Clinical Practice Today : Developing Gene-Specific Molecular Approaches to Treat Inherited Retinal Diseases

By Catherine Lewis | Duke Health

First FDA approval marks beginning of new era.

Historically, the only treatments available for inherited retinal diseases (IRDs) were approaches that slowed rather than reversed disease progression. In late 2017, however, the FDA approved voretigene neparvovec—the first gene therapy approved in the United States for the treatment of a genetic disease—paving the way for a new era of IRD treatments.

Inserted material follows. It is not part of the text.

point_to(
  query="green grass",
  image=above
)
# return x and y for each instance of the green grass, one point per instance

One of the primary obstacles to developing IRD treatments has been the lack of understanding of the genetic etiology of these conditions and the kinetics of disease progression specific to each gene, says Alessandro Iannaccone, MD, MS, director of Duke’s Center for Retinal Degenerations and Ophthalmic Genetic Diseases. Now that researchers have identified the causes for most IRDs and are starting to understand the kinetics and molecular mechanisms of some IRDs, more targeted approaches to treatment are being developed and tested.

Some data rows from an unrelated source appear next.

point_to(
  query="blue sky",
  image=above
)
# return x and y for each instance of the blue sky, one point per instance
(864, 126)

“Years of laboratory work and convincing proof of principle studies have shown that gene therapy is an option for these disorders,” Iannaccone says. “It’s exciting that now we’re at the implementation phase for a number of these therapies.”

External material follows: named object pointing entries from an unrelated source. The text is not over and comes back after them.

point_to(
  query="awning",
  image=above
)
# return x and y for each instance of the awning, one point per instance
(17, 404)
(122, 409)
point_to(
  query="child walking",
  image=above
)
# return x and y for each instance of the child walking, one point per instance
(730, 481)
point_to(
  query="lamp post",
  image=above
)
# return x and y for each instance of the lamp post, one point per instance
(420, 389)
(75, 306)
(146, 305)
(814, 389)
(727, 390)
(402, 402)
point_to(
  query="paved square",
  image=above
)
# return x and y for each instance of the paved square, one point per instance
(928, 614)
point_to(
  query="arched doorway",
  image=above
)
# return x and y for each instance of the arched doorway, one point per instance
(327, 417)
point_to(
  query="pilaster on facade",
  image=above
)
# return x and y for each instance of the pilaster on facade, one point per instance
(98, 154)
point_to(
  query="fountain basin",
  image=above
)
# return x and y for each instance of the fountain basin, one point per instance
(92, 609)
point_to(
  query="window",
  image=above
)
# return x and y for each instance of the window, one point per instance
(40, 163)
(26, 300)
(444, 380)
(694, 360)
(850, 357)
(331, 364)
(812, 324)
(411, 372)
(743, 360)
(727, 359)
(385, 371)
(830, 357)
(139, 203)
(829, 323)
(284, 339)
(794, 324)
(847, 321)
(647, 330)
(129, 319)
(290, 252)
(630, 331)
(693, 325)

Duke is involved in several new trials:  

  • Safety and efficacy of rAAV-hRS1 in patients with X-linked retinoschisis. This phase 1/2, multicenter clinical trial is evaluating the safety and efficacy of intravitreal injection of an adenovirus-associated virus (AAV) vector expressing retinoschisin. Enrollment is complete for adults and is being completed for pediatric patients, and collection of one-year data is planned for between April and May 2019. A phase 2b/3 trial is anticipated.
  • Safety and efficacy of rAAV2tYF-GRK1-RPGR in subjects with X-linked retinitis pigmentosa caused by RPGR-ORF15 mutations. This multicenter, phase 1/2, dose escalation study will assess the safety and efficacy of subretinal injections of an AAV vector expressing RPGR in patients with a mutation in open reading frame 15 (ORF15). A clinical observational study is being run in parallel with patients who do not qualify for the phase 1/2 trial to better understand disease kinetics and mechanisms and identify a well-characterized group of patients with RPGR-ORF15 who could qualify for a subsequent trial once the intervention’s safety has been confirmed.
  • RST-001 phase 1/2 trial for advanced retinitis pigmentosa. This multicenter dose escalation study is assessing the safety and efficacy of intravitreal injection of RST-001, which uses channelrhodopsin to confer light sensitivity to retinal ganglion cells—an approach that combines gene therapy with optogenetics.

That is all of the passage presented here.